Anton Börner im Gespräch mit Jasper Barenberg | 14.11.2012
    Jasper Barenberg: Worauf stellen sich deutsche Unternehmen ein, für die China ja ein wichtiger Handelspartner ist?

    - Das habe ich vor dieser Sendung Anton Börner gefragt, den Präsidenten des Bundesverbandes des deutschen Groß- und Außenhandels.

    Anton Börner: Also, ich denke, die wirklichen Signale haben wir schon in den letzten Wochen und Monaten gesehen, als die Linkskonservativen mehr oder minder ruhiggestellt wurden. Das heißt, die Straße ist frei für marktliberale Kräfte in China. Das wird ganz sicher der chinesischen Wirtschaft sehr nützen. Und das ist natürlich für die Weltwirtschaft eine gute Nachricht, weil man erkennen kann, die Chinesen werden sich weiter in die Globalisierung einbringen, sie werden weiter eine marktwirtschaftlich orientierte Politik betreiben. Und das wird das weltwirtschaftliche Wachstum sehr stark befördern. Das ist natürlich für Deutschland eine gute Nachricht, weil wir ja als klassischer Investitionsgüterexporteur damit gewaltig profitieren, denn die Aufgaben, die China vor sich hat die nächsten Jahrzehnte, sind auch gewaltig. Die chinesische Bevölkerung ist noch weit, weit weg von unserem Niveau und da muss noch sehr, sehr viel passieren in allen Bereichen, gerade auch im Dienstleistungsbereich. Und das ist ein für uns relativ neuer, jung, aber sehr stark wachsender Teil unserer Wirtschaft. Und da bin ich sehr, sehr optimistisch, dass wir da sehr gute Ergebnisse bekommen.

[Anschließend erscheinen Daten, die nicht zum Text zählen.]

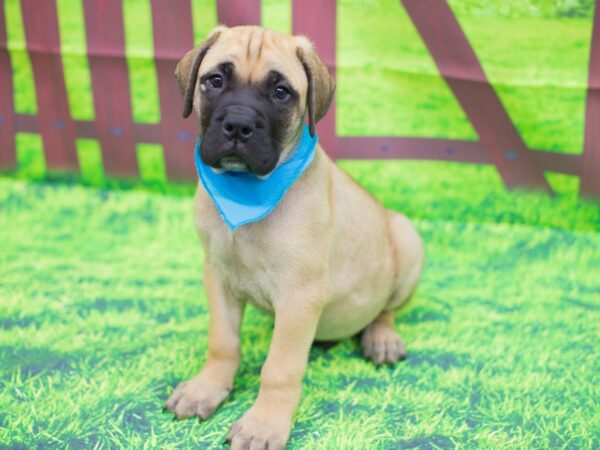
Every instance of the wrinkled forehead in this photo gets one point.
(254, 53)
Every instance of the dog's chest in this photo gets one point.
(247, 265)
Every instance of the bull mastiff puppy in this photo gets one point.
(328, 261)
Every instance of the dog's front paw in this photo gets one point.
(196, 398)
(259, 433)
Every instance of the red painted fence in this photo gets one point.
(499, 141)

    Barenberg: Wie genau in den Einzelheiten wird das denn deutschen Unternehmen helfen, diese Entwicklung, die Sie skizziert haben, die Sie erwarten?

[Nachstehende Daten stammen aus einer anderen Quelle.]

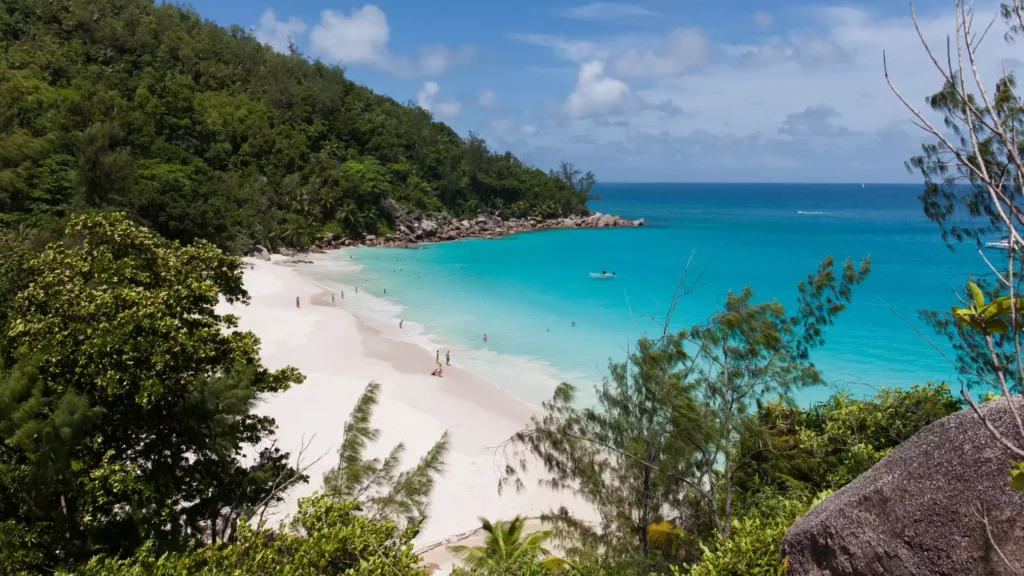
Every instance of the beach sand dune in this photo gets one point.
(340, 355)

    Börner: Nun, ich glaube, das Wichtigste ist, dass in China der Reformprozess weitergeht, nämlich dass man sich weiter öffnet, dass man weiter in der Globalisierung, in dieser weltweiten arbeitsteiligen Wirtschaft eine gewaltige Rolle spielen möchte – auf der Exportseite der Chinesen, aber eben auch auf der Importseite, indem man weiter Know-how importiert, indem man weiter mit westlichen Firmen arbeiten wird, um die eigene Wirtschaft nach vorne zu bringen. Und China geht eben weg von dem billigen Werkbank-Image, das sie in den letzten Jahrzehnten aufgebaut haben. China wird ein Hightech-Land werden. Und da ist man eben international auf Zusammenarbeit angewiesen. Wenn man an große Projekte denkt, die können heute national nicht mehr gelöst werden. Das gilt für China auch insbesondere. Und da spielt die deutsche Wirtschaft in allen Bereichen, in unseren Klassikern, von Auto-, Maschinenbau, Chemie, Elektrotechnik, aber ganz besonders eben auch der Servicebereich, der Dienstleistungsbereich, eine ganz große Rolle. Und da sehe ich, dass wir die nächsten Jahrzehnte noch viel Freude haben werden.

    Barenberg: Aller Voraussicht nach wird ja Xi Jinping Parteichef werden, später dann auch Staatschef. Er ist seit fünf Jahren quasi aufgebaut worden für diese Aufgabe, für diese Position. Optimisten sagen, es ist ein weltoffener Reformer, der die politische Erneuerung Chinas vorantreiben und durchsetzen kann. Pessimisten sagen, dass er weder den Willen, noch den Spielraum hat, große Veränderungen durchzusetzen. Und dass er weiter auch wie seine Vorgänger auf Repression, auf Propaganda setzen wird, um den Machtanspruch der KP zu verteidigen. Wie ist Ihre Einschätzung?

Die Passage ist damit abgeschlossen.